La production locale

Les gouvernements doivent également contribuer à faire progresser l’utilisation des systèmes solaires en améliorant les infrastructures dont ils dépendent. Pour ce faire, les Etats auront à surmonter la réticence des sociétés de service public à fournir des services d’électricité hors réseau. Il leur faudra aussi développer des modèles économiques viables pour l’énergie solaire, identifier des capacités de financement, soutenir les financements réalisés par les consommateurs et investir dans la recherche et le développement de la technologie solaire.

Chacune des diverses applications, comme le pompage de l’eau, la déshydratation ou le chauffage, pourrait améliorer les revenus des pauvres. La facilitation de la recherche et du développement au niveau local, la fabrication et le renforcement des capacités permettront d’atteindre cet objectif.

En outre, les gouvernements auront à surmonter certains obstacles de nature plus politique, comme la subvention des énergies non renouvelables, les structures tarifaires et les taxes à l’importation, et envisager plutôt des tarifs différentiels et des exonérations fiscales pour l’importation de l’énergie solaire photovoltaïque dans le pays.

Autres priorités des Etats : cibler leur appui sur le renforcement des capacités locales et sur la recherche des possibilités d’accroître la valeur ajoutée des produits solaires. Le marché du solaire en Asie du Sud est dominé par quelques acteurs clés mondiaux et les composants sont importés et coûtent cher. L’industrie locale, modeste, et la petite valorisation au niveau local ne produise généralement que moins de 25 pour cent des composants et se limitent à la fabrication de piles et de circuits.

Ainsi, les mesures incitatives des gouvernements pour promouvoir les SESM bénéficient principalement à des entreprises privées centralisées. De ce fait, tous les travaux de développement sont faits à l’étranger, laissant ainsi peu de possibilités pour le renforcement des capacités locales dans le domaine des techniques et des technologies du solaire.

L’énergie, à la portée du peuple

Pourtant, on assiste à certaines tentatives pour améliorer cette situation. Des programmes d’autonomisation des communautés en Inde et au Bangladesh proposent ainsi une formation en construction et en entretien des composants comme les régulateurs de charge et les circuits électriques.

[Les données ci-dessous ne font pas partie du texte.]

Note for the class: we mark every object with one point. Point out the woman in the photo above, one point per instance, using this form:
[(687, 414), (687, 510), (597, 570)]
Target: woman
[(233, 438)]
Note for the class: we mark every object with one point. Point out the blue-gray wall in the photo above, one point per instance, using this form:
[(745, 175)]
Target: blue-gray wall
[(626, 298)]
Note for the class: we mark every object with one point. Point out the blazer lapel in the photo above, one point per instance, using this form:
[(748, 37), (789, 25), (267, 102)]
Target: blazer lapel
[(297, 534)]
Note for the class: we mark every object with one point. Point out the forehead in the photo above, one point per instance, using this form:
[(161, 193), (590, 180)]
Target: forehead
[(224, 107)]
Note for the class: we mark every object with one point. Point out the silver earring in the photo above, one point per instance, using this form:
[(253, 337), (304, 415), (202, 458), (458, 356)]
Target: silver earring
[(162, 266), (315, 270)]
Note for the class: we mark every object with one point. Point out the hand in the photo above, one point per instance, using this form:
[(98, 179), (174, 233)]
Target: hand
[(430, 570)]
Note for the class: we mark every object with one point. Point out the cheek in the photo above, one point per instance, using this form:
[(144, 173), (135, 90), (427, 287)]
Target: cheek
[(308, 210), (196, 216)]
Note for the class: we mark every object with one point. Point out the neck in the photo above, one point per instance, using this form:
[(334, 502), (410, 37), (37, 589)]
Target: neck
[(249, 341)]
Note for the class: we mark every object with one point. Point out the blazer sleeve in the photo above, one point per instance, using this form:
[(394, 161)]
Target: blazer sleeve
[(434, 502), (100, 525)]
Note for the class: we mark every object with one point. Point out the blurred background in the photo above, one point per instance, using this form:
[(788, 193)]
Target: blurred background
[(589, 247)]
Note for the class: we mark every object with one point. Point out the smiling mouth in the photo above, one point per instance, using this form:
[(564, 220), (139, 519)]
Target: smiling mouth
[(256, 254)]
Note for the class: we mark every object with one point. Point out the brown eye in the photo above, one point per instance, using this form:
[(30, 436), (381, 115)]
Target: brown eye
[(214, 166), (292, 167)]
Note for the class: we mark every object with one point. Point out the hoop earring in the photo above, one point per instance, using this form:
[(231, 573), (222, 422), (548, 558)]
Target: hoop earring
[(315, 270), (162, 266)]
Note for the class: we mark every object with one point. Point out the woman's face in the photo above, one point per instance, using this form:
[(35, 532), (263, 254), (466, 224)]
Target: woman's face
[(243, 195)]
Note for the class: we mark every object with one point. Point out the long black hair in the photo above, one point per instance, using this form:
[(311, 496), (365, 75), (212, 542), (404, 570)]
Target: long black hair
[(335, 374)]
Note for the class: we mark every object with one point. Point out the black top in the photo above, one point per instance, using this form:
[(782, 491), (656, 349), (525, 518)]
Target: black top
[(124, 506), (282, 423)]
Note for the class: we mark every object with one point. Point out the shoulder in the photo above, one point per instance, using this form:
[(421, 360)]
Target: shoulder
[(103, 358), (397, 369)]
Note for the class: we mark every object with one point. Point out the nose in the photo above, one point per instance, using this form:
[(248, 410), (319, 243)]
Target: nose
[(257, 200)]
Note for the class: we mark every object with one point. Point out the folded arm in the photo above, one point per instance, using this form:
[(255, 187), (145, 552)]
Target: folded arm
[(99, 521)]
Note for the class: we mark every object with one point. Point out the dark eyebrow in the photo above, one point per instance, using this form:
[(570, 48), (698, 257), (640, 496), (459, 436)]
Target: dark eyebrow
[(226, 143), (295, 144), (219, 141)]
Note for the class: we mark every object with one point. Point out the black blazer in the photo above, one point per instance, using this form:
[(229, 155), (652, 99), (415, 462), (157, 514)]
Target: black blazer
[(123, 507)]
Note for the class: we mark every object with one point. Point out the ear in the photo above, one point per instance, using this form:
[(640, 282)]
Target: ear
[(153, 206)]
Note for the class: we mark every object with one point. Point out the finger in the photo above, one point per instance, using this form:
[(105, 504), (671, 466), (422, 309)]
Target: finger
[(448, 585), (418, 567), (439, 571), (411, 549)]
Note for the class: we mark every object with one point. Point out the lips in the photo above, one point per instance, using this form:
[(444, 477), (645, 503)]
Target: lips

L’Inde a également enregistré quelques succès dans l’industrie du solaire locale en collaborant avec de grandes entreprises énergétiques. Ce faisant, ce pays a su réduire le coût des options d’énergie solaire et élargir la gamme des applications du solaire pour y inclure le pompage d’eau alimenté à l’énergie solaire, l’éclairage public à l’énergie solaire, les lanternes solaires, les cuisinières solaires, les signaux ferroviaires et les feux de signalisation à l’énergie solaire, et les cabines téléphoniques alimentées à l’énergie solaire.

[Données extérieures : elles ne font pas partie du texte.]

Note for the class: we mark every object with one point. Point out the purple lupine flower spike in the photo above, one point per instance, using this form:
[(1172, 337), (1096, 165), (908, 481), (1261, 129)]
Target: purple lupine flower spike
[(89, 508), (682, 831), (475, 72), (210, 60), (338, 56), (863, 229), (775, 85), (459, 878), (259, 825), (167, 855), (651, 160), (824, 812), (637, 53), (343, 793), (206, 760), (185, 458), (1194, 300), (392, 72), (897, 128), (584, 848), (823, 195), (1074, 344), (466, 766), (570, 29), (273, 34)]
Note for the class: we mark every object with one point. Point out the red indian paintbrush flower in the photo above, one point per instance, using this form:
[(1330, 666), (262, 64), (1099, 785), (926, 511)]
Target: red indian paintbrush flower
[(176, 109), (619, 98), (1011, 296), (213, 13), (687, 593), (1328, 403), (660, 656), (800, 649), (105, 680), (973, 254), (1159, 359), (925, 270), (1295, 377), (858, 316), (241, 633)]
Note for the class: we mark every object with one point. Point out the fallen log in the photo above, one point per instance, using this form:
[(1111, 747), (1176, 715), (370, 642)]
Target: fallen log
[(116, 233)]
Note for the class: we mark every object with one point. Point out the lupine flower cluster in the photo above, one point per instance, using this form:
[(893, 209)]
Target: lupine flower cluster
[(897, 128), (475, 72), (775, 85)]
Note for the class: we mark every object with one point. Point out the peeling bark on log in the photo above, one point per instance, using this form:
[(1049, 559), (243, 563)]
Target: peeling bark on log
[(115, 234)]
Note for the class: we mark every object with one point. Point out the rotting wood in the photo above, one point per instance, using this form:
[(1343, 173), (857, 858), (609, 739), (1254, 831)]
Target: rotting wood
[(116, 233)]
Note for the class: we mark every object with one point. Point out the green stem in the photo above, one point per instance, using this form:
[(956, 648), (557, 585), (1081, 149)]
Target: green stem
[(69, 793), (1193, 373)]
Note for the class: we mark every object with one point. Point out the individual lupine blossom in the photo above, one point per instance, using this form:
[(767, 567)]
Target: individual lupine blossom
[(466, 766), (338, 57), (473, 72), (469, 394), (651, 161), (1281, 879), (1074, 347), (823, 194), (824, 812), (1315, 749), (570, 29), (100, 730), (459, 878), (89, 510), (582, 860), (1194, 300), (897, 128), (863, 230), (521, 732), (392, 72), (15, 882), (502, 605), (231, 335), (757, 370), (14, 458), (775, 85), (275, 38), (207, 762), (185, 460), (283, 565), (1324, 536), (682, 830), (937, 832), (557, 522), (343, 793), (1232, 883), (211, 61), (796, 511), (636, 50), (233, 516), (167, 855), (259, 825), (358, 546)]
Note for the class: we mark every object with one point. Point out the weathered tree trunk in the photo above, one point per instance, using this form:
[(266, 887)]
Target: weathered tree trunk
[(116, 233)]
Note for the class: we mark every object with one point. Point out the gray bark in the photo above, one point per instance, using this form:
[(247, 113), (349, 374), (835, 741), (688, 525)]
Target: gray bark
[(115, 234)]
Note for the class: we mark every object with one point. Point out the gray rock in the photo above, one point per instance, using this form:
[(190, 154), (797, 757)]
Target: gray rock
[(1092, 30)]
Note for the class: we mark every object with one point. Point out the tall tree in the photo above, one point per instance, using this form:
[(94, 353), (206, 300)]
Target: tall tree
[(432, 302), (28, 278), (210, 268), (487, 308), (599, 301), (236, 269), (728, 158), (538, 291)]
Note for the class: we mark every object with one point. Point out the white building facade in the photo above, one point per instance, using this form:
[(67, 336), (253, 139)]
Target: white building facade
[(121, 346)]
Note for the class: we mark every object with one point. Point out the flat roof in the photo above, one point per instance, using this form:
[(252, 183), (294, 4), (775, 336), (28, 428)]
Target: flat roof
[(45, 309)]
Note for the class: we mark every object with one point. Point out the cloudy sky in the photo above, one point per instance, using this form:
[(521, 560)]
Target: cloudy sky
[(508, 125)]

Mais d’importantes marges d’amélioration subsistent – le solaire continue à ne représenter que 0,02 pour cent de la production énergétique en Inde et 0,06 pour cent au Sri Lanka.

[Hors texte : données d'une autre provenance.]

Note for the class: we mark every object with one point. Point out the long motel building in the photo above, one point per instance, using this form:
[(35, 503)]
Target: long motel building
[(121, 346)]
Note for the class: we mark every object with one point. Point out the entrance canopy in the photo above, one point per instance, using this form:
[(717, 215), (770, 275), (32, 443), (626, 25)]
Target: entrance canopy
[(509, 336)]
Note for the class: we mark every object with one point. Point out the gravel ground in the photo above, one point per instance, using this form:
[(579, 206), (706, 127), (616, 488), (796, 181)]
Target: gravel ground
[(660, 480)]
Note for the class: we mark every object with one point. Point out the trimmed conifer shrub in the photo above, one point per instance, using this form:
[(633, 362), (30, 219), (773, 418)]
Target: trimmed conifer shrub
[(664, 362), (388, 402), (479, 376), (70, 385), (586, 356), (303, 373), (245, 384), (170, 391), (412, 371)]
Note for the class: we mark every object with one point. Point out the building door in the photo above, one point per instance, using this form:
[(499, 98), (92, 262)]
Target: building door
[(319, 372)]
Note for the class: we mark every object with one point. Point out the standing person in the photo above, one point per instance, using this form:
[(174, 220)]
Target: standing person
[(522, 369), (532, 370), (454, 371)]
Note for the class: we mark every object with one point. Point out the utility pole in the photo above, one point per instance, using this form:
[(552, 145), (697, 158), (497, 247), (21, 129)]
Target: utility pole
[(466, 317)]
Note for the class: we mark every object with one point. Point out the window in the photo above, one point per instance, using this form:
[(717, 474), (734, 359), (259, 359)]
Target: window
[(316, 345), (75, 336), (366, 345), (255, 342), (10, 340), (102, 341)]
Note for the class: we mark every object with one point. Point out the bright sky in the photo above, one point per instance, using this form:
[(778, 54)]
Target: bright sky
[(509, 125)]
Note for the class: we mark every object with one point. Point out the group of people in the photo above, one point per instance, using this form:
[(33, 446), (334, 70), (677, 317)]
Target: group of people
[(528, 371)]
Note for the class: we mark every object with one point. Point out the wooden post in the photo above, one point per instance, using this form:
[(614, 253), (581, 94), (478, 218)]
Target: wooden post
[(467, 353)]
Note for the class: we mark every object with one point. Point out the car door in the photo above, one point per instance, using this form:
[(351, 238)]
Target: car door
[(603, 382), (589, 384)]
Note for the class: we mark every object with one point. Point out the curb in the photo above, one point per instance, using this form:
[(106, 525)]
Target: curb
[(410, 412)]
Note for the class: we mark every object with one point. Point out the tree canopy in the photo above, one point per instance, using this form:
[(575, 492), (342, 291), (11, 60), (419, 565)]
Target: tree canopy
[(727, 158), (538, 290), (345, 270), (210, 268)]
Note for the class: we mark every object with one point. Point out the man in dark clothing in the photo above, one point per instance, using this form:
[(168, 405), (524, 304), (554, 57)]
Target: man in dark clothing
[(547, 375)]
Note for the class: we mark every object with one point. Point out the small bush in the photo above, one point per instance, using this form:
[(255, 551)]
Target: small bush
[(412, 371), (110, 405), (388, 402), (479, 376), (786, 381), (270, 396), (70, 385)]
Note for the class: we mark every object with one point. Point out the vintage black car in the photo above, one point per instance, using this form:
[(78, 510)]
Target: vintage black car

Les systèmes solaires hors réseau ont le potentiel d’améliorer de manière radicale l’accès à l’énergie en Asie du Sud et de contribuer à la réduction de la pauvreté. Pourtant, si les gouvernements ne soutiennent pas le secteur d’avantage, les avantages de la technologie solaire risquent de ne pas profiter à ceux-là mêmes qui en ont le plus besoin – les pauvres en zones rurales.

Vishaka Hidellage est le directeur régional du Programme Sri Lanka, Inde, et Pakistan à Practical Action.